BeeOWA: A novel approach based on ABC algorithm and induced OWA operators for constructing one-class classifier ensembles
Introduction
Combining multiple classifiers, also known as classifier ensemble, is an effective technique for solving classification problems using an ensemble of individual base classifiers. It has been theoretically and empirically demonstrated that classifier ensembles can substantially improve the classification accuracy of their constituent members [1], [2], [3].

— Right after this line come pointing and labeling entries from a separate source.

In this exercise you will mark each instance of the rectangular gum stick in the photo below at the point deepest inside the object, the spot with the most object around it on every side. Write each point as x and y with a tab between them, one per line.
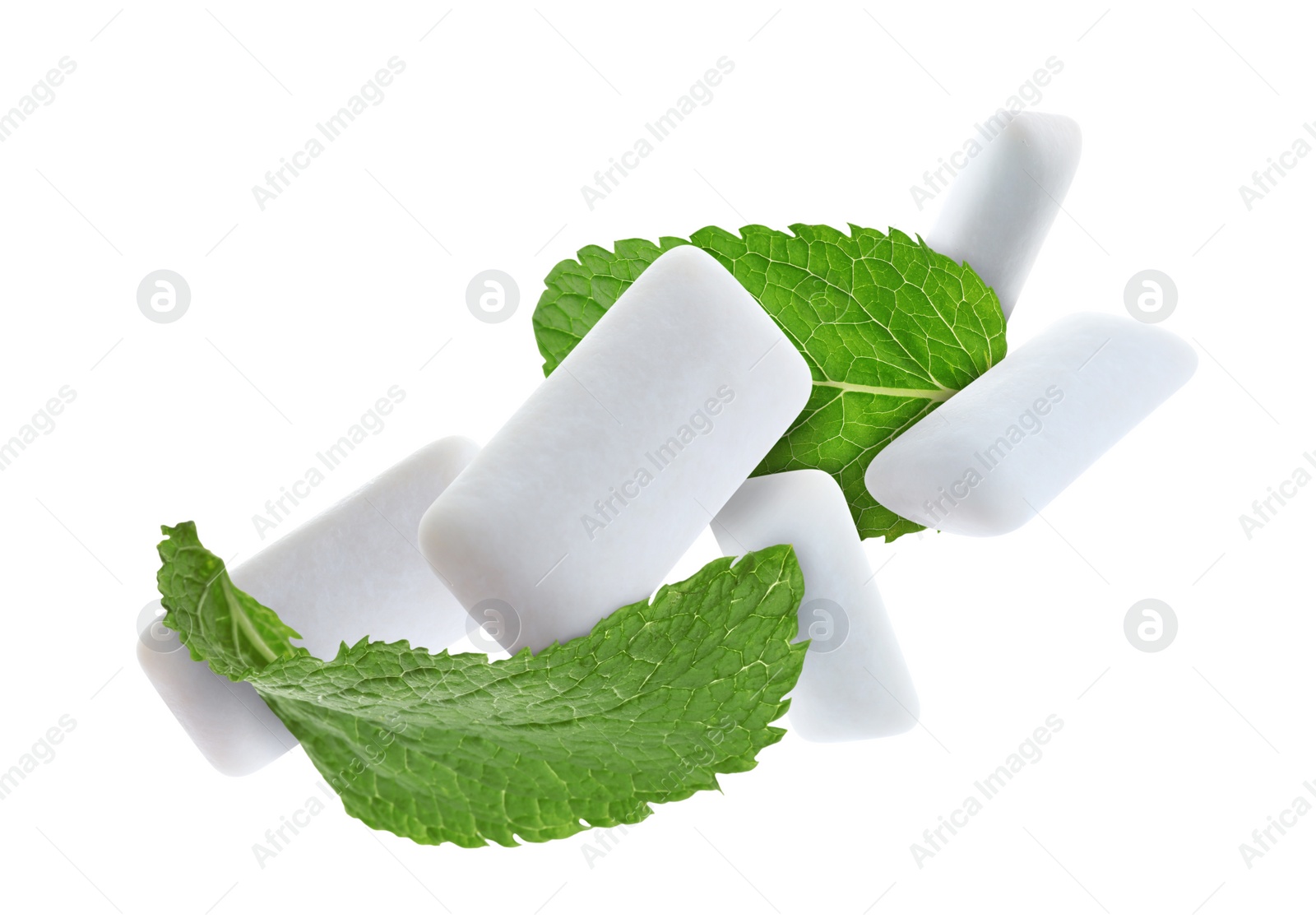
997	453
1000	206
855	684
350	572
596	486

In addition to the accuracy of base classifiers, the success of a classifier ensemble also relies on the diversity being inherent in the base classifiers [4], [5]. Diversity ensures that all the base classifiers are as different from each other as possible and so can make uncorrelated errors. To achieve an initial diversity, a common technique is to train a set of homogeneous or heterogeneous base classifiers on different or same training datasets using techniques such as bagging [6], boosting [7], or random subspacing [8]. Bagging generates several different training datasets with bootstrap sampling from the original training dataset and then trains a base classifier from each of those training datasets. Boosting generates a sequence of base classifiers whose training datasets are different and determined by the accuracy of former base classifiers. Random subspacing trains base classifiers independently on the same training dataset using different random subsets of features.
Using a subset, or sub-ensemble, of base classifiers could provide higher diversity and accuracy than using the whole set, or ensemble. Thus, one of the most important issues in constructing a classifier ensemble is to decide which ones of the base classifiers to choose [9], [10]. This process is also known as classifier pruning or ensemble pruning [11] and can be considered as an optimization problem with two objectives, classification accuracy and diversity, that both need to be maximized. When the size of a classifier ensemble is relatively large, classifier pruning is computationally expensive or even prohibitive. One solution to this problem is to use meta-heuristic algorithms, such as artificial bee colony (ABC) [12]. These algorithms can find near-optimal solutions in a short time. ABC is a new swarm based meta-heuristic algorithm that was initially proposed for solving numerical optimization problems. It is as simple as particle swarm optimization (PSO) [13] and differential evolution (DE) [14], and uses only common control parameters, such as population size and maximum cycle number. ABC has shown promising results in the field of optimization [15], [16].
Furthermore, it has been shown that increasing the coverage of a classifier ensemble through classifier pruning is not enough to increase the classification accuracy [17], [18]. Hence, another important step in constructing a classifier ensemble is to choose a good strategy for combining the outputs of base classifiers, using a process also known as classifier fusion. In the literature, several classifier fusion strategies have been proposed, which can be categorized according to the level of classifier outputs into abstract level, rank level, and measurement level [19], [20]. Measurement level outputs provide more information than the other types of outputs and a number of aggregation functions or fusion rules, such as mean, max, and product are employed for combining them [21].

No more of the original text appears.